Aid, from the French verb to help, is assistance usually from MEDCs (who can afford it) to LEDCs (who need it), or, as the Economist web site says, "a helping hand for poor countries from rich countries". Aid is needed for the following reasons : emergency relief for disasters (i.e. 2010 Haitian earthquake), war relief for non-combatants (i.e. DR Congo), assist in development, provide more technology and R&D, fund specific projects (i.e. infrastructure), feed savings which leads to investment, etc. Aid is given by nation-states (i.e. the United States, the biggest gross donor of international aid), intergovernmental organizations (i.e. United Nations), and non-governmental organizations (i.e. Oxfam). If between two entities, the aid is bilateral. If between more than two entities, the aid is multilateral.
There are two subcategories of aid, humanitarian and development. Humanitarian aid is designed to help people in the short-run survive disasters (i.e. drought, floods) or war. We see this through food aid, medical aid, and emergency (i.e. disaster ) aid. The first two are self-explanatory. Emergency aid includes emergency supplies like medication, clothing, gasoline, etc. to help people survive any sort of calamity. In Haiti, we saw all three types of aid being donated and used (albeit not as efficiently as it should have : food, medical and emergency.
Important video of the disaster from Frontline (must watch, but very graphic).
Development aid, with longer assistance goals, is designed to lift people out of poverty through bigger and deeper changes within the country. The technical term for development aid is Official Development Aid (ODA - from the OECD). Click here for further information including the full definition for ODAs.
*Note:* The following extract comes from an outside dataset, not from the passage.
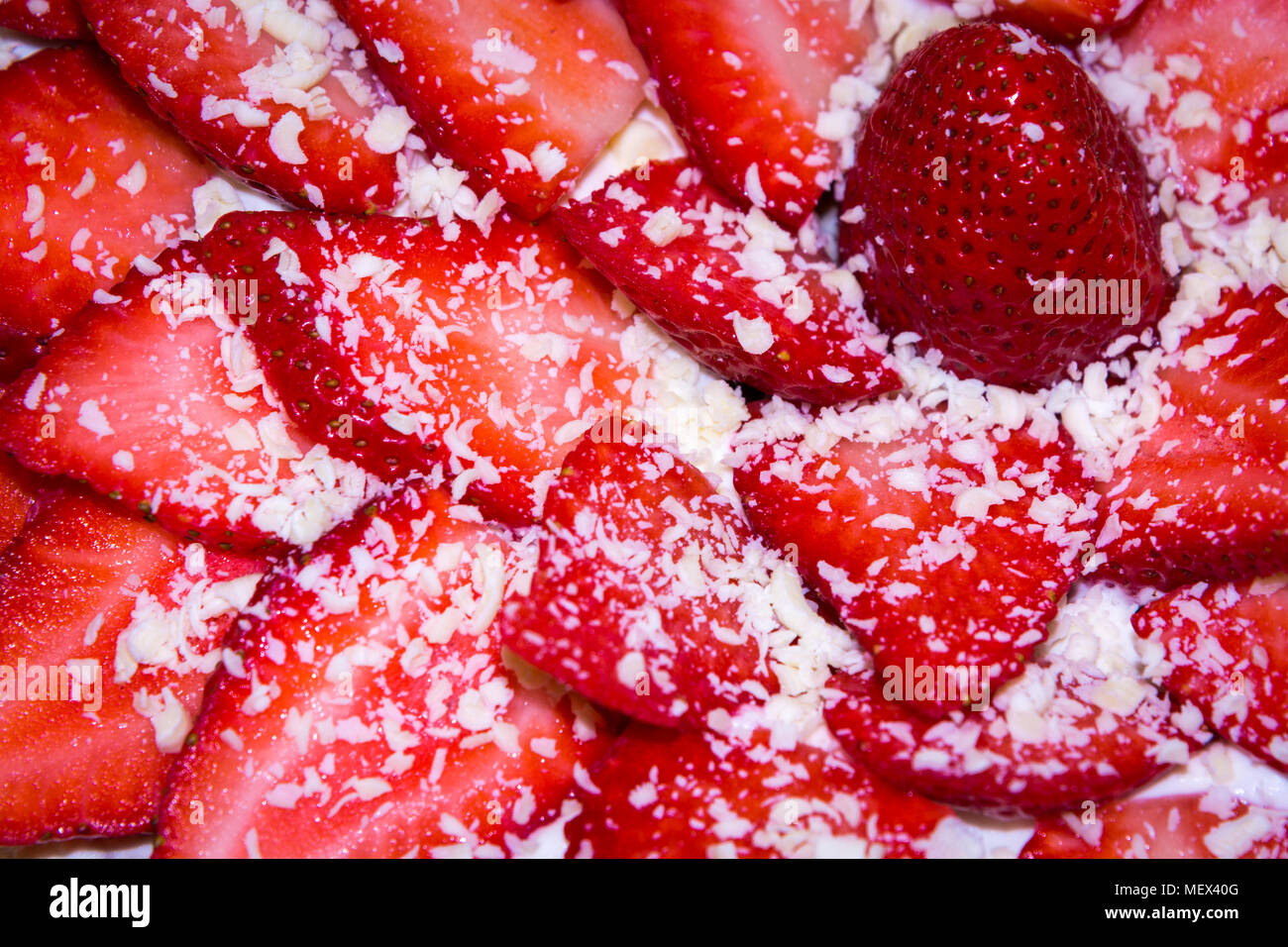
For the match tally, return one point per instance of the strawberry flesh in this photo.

The following are different types of development aid (Blink & Dorton, 2007) : long-term loans (low interest for many years to provide a source of savings for LEDCs), tied (aid connected to macroeconomic goals to help the economy grow and develop), project (for specific projects like a new dam or railway system), technical assistance (via better, new technology and better human capital), and commodity (raw materials to help production of g/s).
Aid makes intuitive sense. The more money given to LEDCs, the better able they are to overcome disaster and achieve economic growth and development. Unfortunately, the results and evaluation of aid are not so clear.
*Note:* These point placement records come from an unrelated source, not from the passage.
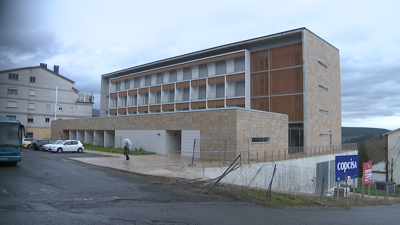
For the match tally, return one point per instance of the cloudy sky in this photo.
(89, 38)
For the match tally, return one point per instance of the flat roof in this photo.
(207, 52)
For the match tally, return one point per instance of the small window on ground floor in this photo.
(260, 140)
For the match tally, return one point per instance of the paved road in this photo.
(45, 188)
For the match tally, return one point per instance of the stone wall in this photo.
(322, 92)
(236, 126)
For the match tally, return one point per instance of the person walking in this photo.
(127, 149)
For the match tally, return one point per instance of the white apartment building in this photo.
(36, 96)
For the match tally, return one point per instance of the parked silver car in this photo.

The Economist web site reads :
"In practice, in many cases aid has done little good for its intended recipients (improved health care is a notable exception) and has sometimes made matters worse. Poor countries that receive lots of aid grow no faster, on average, than those that receive very little...
Why has aid achieved so little? Donations have often ended up in the offshore bank accounts of corrupt politicians and officials in poor countries. Money has often been given with strings attached, so that much of this “tied” aid is spent on companies and corrupt politicians and officials in the donor country. War has ravaged many potentially beneficial aid projects. Moreover, some aid has been motivated by political goals – for example, shoring up anti-communist governments – rather than economic ones.
The lesson of history is that aid will often be wasted unless it is carefully aimed at countries with a genuine commitment to sound economic management. Analysis by the World Bank sorted 56 aid-receiving countries by the quality of their economic management. Those with good policies (low inflation, a budget surplus and openness to trade) and good institutions (little corruption, strong rule of law, effective bureaucracy) benefited from the aid they received. Those with poor policies and institutions did not. This accounts for the growing popularity of conditionality in aid." Authors like William Easterly in his great Elusive Quest for Growth make the same argument.